|Armstrong, John - Scott|
Submitted to: National Cotton Council Beltwide Cotton Conference
Publication Type: Proceedings
Publication Acceptance Date: 3/2/2007
Publication Date: 7/5/2007
Citation: Armstrong, J.S., Coleman, R.J., Duggan, B.L. 2007. Characterizing the damage and oviposition of a Creontiades plant bug to South Texas Cotton. National Cotton Council Beltwide Cotton Conference, January 9-12, 2007, New Orleans, Louisiana. p. 34-37. Interpretive Summary: Our research focused on characterizing the damage caused by a plant bug identified to the genus name Creontiades, and that on occasion infests cotton in the South Texas and Coastal Bend regions after migrating in from coastal host plants. We infested cotton bolls with Creontiades by enclosing them on the plant, and also simulated the damage by injecting a pectinase enzyme into cotton bolls at the same time infesting the bolls. Our objective, other than finding out the damage is caused by Creontiades, was to develop a simulated technique that would help us in determining more about the economics of making treatment decisions. Our findings showed that Creontiades are seed feeders based on the damage that occurred to the developing seeds, and this damage resulted in reduced seed cotton, lint, seed weights, and number of growths on the inside of the carpal wall when compared to the non-infested bolls. When we used 5, 10, and 15% pectinase injections in the bolls, it did simulate the actual feeding injury with the exception that Creontiades probe with their mouthparts and inject digestive enzymes in more places on the boll in an effort to feed on the seed. Our simulated technique of injecting pectinase did not result in as consistent injury to the seed, however, we believe we can improve on this by injecting multiple times with the pectinase.

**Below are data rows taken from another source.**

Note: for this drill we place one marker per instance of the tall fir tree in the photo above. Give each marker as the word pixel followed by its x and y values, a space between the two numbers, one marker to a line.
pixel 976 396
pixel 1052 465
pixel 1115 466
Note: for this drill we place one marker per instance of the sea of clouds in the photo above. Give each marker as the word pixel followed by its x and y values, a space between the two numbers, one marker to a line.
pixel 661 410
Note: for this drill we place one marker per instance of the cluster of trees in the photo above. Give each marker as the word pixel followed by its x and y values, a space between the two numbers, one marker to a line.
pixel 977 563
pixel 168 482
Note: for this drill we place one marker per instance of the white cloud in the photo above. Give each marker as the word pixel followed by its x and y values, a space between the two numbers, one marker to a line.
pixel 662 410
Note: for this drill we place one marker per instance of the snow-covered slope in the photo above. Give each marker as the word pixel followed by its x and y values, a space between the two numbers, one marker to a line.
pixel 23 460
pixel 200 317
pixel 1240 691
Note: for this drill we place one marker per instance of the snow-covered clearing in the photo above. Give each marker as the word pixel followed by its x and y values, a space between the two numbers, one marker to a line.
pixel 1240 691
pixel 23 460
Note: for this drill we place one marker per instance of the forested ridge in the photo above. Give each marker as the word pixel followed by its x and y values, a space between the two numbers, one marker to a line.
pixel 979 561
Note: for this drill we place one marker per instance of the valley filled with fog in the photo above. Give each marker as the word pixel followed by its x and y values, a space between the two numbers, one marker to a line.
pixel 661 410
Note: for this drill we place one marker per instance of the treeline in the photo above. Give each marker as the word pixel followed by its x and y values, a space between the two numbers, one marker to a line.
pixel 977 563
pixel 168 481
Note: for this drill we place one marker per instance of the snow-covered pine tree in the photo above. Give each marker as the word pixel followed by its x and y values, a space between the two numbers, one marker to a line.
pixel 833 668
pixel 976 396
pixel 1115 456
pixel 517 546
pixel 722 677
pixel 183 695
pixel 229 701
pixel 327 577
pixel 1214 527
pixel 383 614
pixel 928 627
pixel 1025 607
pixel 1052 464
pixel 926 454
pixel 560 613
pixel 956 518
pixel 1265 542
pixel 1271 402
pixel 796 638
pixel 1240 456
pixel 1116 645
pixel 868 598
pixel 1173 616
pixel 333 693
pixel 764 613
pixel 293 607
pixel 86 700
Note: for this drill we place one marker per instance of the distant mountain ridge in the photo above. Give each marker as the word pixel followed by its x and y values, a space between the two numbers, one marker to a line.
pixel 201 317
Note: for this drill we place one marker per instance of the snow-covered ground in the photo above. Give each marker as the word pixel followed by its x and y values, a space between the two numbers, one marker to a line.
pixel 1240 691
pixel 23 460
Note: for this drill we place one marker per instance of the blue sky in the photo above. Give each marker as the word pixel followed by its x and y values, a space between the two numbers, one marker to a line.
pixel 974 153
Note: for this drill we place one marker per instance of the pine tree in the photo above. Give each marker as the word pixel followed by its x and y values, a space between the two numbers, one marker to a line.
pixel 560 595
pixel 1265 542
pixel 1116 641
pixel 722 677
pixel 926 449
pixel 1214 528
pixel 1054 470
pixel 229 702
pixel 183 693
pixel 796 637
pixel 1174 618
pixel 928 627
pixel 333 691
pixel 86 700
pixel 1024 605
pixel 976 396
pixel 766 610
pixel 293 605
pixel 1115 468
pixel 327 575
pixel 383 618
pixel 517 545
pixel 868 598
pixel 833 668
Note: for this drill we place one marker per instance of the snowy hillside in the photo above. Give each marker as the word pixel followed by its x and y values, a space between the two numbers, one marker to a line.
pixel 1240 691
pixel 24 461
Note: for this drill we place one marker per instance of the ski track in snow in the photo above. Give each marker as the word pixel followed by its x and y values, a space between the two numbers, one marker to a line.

Technical Abstract: A plant bug Creontiades (Heteroptera: Miridae), has been infesting cotton in the Coastal Bend and South Texas growing regions in high enough densities that insecticide treatments have been applied to reduce feeding damage, even though an economic threshold has not been established. Our research focused on characterizing the damage caused by the Creontiades plant bug by infesting cotton bolls and comparing this to a simulated damage of injecting cotton bolls with 1ul dilutions of pectinase in distilled water. Creontiades enclosed on 8 d old cotton bolls significantly reduced seed cotton, lint, and seed weights, and had significantly higher injury score, number of damaged seeds, and growths on the carpal wall when compared to control (enclosed but not infested bolls). In 2005, 10% pectinase injections were not as injurious to cotton bolls as the Creontiades infestations, but all parameters separated out from the controls. In 2006, when 5% and 15% pectinase injections treatments were added to the Creontiades, 10% pectinase and control treatments, the injury score, injured seeds and growths on the carpal wall all separated out significantly (control<all pectinase injections<Creontiades). However, the Creontiades infestations were not significantly different from any of the pectinase injections in terms of seed cotton weight, lint weight, and seed weight in 2006 partially because of drought conditions where any form of injury was magnified by drought stress.